Reflexos na região amazônica

No atual contexto econômico que se configura no Brasil (com reflexos na região amazônica) são grandes os desafios para sustentar os níveis de crescimento verificados nos últimos anos. As políticas de desenvolvimento regional, concebidas em função dos incentivos fiscais, a implantação dos grandes projetos, assim como o impacto da crise fiscal-financeira do Estado brasileiro em diversas regiões, nos levam a pensar em uma estagnação. Entretanto, situações pontuais saltam aos olhos dos que acompanham mais de perto os sérios problemas enfrentados nos diversos segmentos da comunidade amazônida, em especial nos grandes conglomerados populacionais como a Região Metropolitana de Belém.

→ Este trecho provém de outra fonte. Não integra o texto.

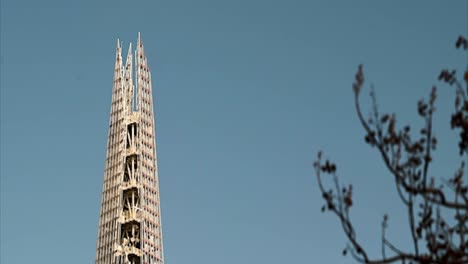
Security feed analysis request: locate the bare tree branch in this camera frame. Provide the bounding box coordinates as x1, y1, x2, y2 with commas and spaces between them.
314, 36, 468, 264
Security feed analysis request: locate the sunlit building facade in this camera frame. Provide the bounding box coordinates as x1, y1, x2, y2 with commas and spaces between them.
95, 34, 164, 264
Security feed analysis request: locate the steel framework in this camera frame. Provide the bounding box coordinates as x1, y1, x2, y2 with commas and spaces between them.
95, 33, 164, 264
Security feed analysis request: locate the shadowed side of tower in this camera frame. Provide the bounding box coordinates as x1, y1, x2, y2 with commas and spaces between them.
96, 34, 165, 264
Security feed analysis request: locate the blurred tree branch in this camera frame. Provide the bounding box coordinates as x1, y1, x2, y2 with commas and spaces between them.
314, 36, 468, 264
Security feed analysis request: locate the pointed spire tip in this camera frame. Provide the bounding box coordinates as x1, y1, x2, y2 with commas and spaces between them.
127, 42, 133, 58
137, 32, 144, 49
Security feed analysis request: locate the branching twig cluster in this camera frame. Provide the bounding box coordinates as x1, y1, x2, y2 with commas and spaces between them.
314, 36, 468, 264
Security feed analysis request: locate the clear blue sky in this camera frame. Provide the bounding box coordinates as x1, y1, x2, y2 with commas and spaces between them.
1, 1, 466, 263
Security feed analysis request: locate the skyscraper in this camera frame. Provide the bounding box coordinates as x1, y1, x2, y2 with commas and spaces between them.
95, 34, 164, 264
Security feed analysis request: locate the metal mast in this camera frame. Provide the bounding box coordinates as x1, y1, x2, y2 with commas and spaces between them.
96, 34, 165, 264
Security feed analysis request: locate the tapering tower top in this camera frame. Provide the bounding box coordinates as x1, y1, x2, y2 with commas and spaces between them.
96, 33, 164, 264
137, 32, 144, 56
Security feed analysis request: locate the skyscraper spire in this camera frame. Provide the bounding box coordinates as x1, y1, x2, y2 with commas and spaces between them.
137, 32, 141, 47
124, 43, 134, 114
114, 39, 122, 78
96, 34, 165, 264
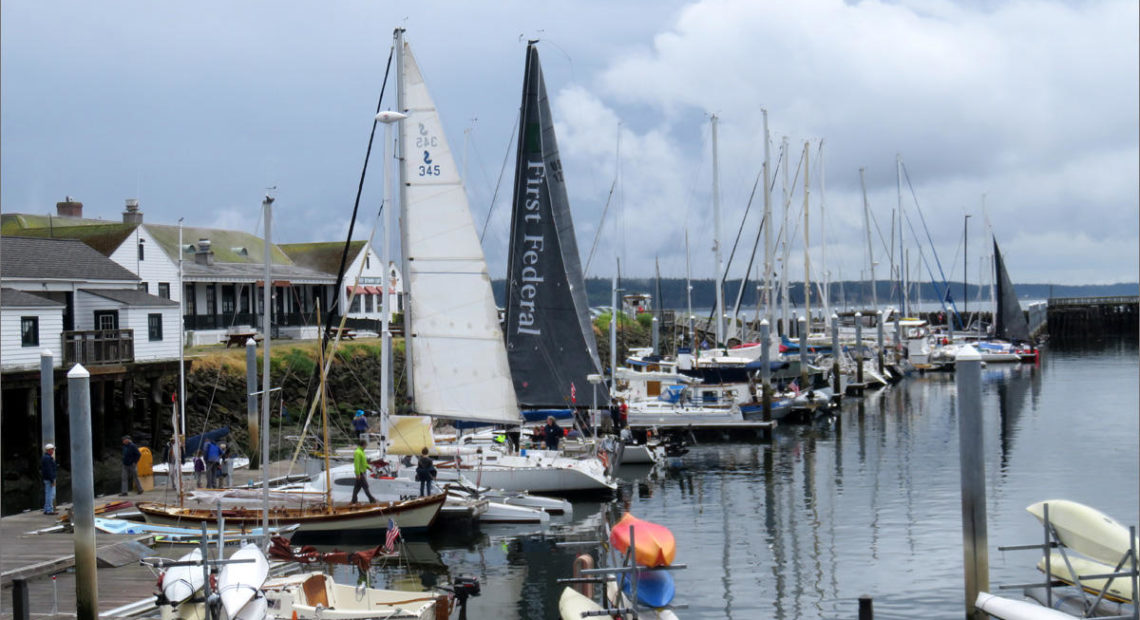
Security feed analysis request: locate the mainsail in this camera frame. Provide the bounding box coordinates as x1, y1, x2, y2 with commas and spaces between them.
503, 43, 610, 409
993, 237, 1030, 342
396, 34, 520, 425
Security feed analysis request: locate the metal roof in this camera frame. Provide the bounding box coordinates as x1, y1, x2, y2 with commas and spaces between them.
0, 237, 140, 282
81, 288, 180, 307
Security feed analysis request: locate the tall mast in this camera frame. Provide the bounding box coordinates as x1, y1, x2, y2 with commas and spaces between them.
260, 194, 273, 538
802, 140, 811, 333
685, 231, 694, 348
375, 110, 406, 432
761, 109, 774, 332
897, 154, 907, 316
860, 167, 876, 311
964, 213, 971, 329
818, 140, 830, 329
711, 115, 725, 349
610, 261, 618, 385
394, 27, 415, 402
780, 137, 790, 337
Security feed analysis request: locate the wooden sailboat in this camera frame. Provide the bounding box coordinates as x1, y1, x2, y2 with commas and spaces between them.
138, 195, 444, 535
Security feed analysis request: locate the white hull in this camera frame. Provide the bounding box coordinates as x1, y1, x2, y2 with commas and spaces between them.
162, 549, 204, 604
1038, 551, 1135, 602
138, 495, 445, 534
620, 443, 661, 465
437, 451, 615, 493
263, 572, 439, 620
217, 543, 268, 619
975, 591, 1077, 619
559, 587, 604, 620
1027, 499, 1139, 565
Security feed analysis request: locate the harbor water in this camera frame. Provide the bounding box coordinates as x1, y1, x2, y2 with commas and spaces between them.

Ao fazer uma análise mais ampla dos gargalos registrados em áreas como segurança, saúde, economia e agropecuária me alio ao grupo que, apesar de manter acesa a chama da esperança em dias melhores, continua com o pé atrás diante de quadros desalentadores que levam à população grande desconfiança e incertezas.

O desencadeamento de fatos que escancaram a situação caótica na qual vive o sistema penitenciário brasileiro é um desses pontos. Ficou evidente a fragilidade da estrutura carcerária em diversos Estados do país nos quais, à semelhança de um rastilho de pólvora, pipocaram rebeliões que tiveram como estopim o massacre registrado em Manaus, que teve como saldo dezenas de mortos e, por tabela, a evasão de mais de duas centenas de apenados.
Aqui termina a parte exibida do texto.